La laurisilva se deja conocer

De la laurisilva se habla mucho y raro es quien no sepa cómo es este bosque. Sin embargo, hasta ahora apenas hay publicaciones que a nivel divulgativo aborden cómo estos bosques del Terciario lograron, en las islas de la Macaronesia, sobrevivir a las glaciaciones, cómo se han enriquecido con especies endémicas o cuáles son sus amenazas.

ROSA RODRÍGUEZ y SANTA CRUZ DE TENERIFE

La laurisilva macaronésica es «una versión empobrecida de la laurisilva continental», sin embargo, conforma un ecosistema con una gran capacidad de supervivencia. Y eso es así, asegura el catedrático de Ecología de la Universidad de La Laguna (ULL), José María Fernández-Palacios, porque «sus requerimientos para sobrevivir son mucho menores que los bosques de la laurisilva del continente». Su versatilidad para moverse más hacia la cumbre o hacia la costa en busca de las condiciones más óptimas tropieza ahora con la grave amenaza del cambio climático.

En la Macaronesia (Canarias, Madeira y Azores) esta formación forestal pudo sobrevivir a los grandes cambios de las épocas glaciales básicamente porque en el medio oceánico no fueron tan bestiales como en el continente, pero también, incide Fernández-Palacios, por su capacidad de adaptación a un territorio insular favorecido por el mar de nubes.

En condiciones idénticas a las actuales, estos ecosistema, que a lo largo de los milenios se enriquecieron con especies endémicas del sotobosque y, sobre todo, con animales invertebrados, no tendrían problemas para sobrevivir, es más, se están recuperando de manera espontánea en todas las islas, salvo en Gran Canaria y en el archipiélago de Azores.

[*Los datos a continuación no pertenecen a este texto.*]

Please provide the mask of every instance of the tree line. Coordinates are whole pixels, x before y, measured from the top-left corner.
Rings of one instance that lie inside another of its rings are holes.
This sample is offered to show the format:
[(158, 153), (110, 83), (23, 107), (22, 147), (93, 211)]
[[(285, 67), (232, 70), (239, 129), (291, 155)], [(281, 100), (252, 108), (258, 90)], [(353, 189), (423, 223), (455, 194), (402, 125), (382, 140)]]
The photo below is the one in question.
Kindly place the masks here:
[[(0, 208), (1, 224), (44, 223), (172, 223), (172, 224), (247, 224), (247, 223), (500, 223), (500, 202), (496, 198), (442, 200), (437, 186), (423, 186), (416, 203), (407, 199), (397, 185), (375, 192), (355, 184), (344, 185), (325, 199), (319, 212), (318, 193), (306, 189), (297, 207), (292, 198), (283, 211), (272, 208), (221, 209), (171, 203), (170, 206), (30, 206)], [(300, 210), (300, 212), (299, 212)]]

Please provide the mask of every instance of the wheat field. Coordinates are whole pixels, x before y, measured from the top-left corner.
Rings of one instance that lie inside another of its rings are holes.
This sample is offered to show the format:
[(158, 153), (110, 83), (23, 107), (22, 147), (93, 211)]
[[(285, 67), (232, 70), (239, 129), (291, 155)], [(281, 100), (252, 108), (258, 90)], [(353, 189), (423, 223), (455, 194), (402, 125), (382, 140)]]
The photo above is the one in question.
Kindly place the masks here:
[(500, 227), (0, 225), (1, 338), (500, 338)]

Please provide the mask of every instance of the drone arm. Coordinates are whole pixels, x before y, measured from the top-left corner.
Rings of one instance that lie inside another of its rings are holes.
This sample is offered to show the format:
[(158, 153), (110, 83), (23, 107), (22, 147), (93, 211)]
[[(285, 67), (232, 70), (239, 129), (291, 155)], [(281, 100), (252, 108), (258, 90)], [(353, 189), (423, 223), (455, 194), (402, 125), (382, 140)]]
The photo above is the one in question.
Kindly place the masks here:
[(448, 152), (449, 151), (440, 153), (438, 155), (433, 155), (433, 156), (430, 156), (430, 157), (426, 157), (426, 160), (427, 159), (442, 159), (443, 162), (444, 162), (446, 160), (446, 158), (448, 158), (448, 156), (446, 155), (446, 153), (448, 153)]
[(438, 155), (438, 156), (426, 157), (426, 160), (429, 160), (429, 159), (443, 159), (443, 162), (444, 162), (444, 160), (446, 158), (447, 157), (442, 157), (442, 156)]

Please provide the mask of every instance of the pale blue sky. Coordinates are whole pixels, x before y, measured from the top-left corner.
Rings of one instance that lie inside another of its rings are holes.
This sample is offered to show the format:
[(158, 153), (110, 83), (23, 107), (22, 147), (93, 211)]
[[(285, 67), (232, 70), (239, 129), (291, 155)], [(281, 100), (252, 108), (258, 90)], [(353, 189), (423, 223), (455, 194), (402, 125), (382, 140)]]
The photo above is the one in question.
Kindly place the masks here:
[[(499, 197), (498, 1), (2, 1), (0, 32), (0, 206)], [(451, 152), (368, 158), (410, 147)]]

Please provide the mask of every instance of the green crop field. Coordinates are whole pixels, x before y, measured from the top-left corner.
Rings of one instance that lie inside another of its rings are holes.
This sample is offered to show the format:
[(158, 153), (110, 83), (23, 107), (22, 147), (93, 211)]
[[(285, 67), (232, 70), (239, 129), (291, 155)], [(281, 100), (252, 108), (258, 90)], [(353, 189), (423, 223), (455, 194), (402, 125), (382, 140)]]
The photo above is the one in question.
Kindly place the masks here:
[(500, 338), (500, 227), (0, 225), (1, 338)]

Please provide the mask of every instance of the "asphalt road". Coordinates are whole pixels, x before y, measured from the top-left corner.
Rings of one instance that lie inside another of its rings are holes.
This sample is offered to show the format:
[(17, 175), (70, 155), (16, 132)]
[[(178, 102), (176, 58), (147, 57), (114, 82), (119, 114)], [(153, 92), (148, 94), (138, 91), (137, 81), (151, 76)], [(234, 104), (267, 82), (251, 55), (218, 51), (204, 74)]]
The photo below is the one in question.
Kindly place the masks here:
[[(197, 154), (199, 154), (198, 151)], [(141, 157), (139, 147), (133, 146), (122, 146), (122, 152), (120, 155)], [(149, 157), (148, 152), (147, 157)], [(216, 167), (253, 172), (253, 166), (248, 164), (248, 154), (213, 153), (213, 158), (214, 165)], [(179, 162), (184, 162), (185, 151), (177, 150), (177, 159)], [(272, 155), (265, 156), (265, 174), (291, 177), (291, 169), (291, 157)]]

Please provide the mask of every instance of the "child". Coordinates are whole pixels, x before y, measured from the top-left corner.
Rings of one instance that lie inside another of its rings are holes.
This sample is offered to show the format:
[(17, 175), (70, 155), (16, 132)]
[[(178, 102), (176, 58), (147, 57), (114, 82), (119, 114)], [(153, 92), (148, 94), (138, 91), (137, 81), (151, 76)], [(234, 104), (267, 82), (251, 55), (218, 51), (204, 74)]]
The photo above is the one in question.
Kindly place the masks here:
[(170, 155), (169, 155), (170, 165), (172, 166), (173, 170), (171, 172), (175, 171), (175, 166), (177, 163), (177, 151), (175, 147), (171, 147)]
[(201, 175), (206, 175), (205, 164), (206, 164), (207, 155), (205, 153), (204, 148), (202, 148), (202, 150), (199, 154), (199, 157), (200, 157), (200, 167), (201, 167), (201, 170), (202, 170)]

Estos y muchos otros aspectos de la laurisilva atlántica, profusamente investigados y publicados en revistas científicas, no habían tenido hasta ahora apenas reflejo en la literatura divulgativa. Después de cuatro años de trabajo, Fernández-Palacios y otra docena de investigadores de universidades de los tres archipiélagos y de Sevilla y expertos de renombre han logrado concentrar en las 400 páginas de La laurisilva: Canarias, Madeira y Azores dos décadas de investigaciones y cubrir sí ese «clamosoro vacío». El libro, editado por de Macaronesia Editorial, se presentó este viernes en El Museo Canario.

Con las condiciones actuales, el futuro de los bosques de laurisilva está garantizado en Canarias y en Madeira, porque en todas las islas quedan importantes reductos de estos ecosistemas que se está recuperando de manera espontánea y creciendo hacia las medianías, donde se ha abandonado la agricultura.

La excepción, sin embargo, está en Gran Canaria -y también en Azores-, donde el umbral de deterioro es tal que su recuperación requiere de ayuda, explica el ecólogo José María Ferández-Palacios.

Esa «ayuda» son los planes de recuperación que hay en marcha desde hace años y que ya están empezando a dar resultados. Sin embargo, Fernández-Palacios asegura que esos planes «son el remedio para que dentro de tres o cuatro siglos el bosque recupere el esplendor de antaño».

Cambio climático

Ningún escenario que se pudiera dar en la Macaronesia por los efectos del cambio climático sería bueno para la laurisilva. José María Fernández-Palacios apunta directamente los cambios que podría haber en el mar de nubes, que ahora se sitúa entre 750 y 1.500 metros (gráfico de abajo). Y, aunque no hay consenso científico sobre qué ocurría, si el mar de nubes baja, el bosque se toparía con las medianías construidas y correría el riesgo de desaparecer. El escenario menos preocupante, dice, sería que el mar de nubes suba en altitud, «pero si desaparece, el bosque también desaparecería».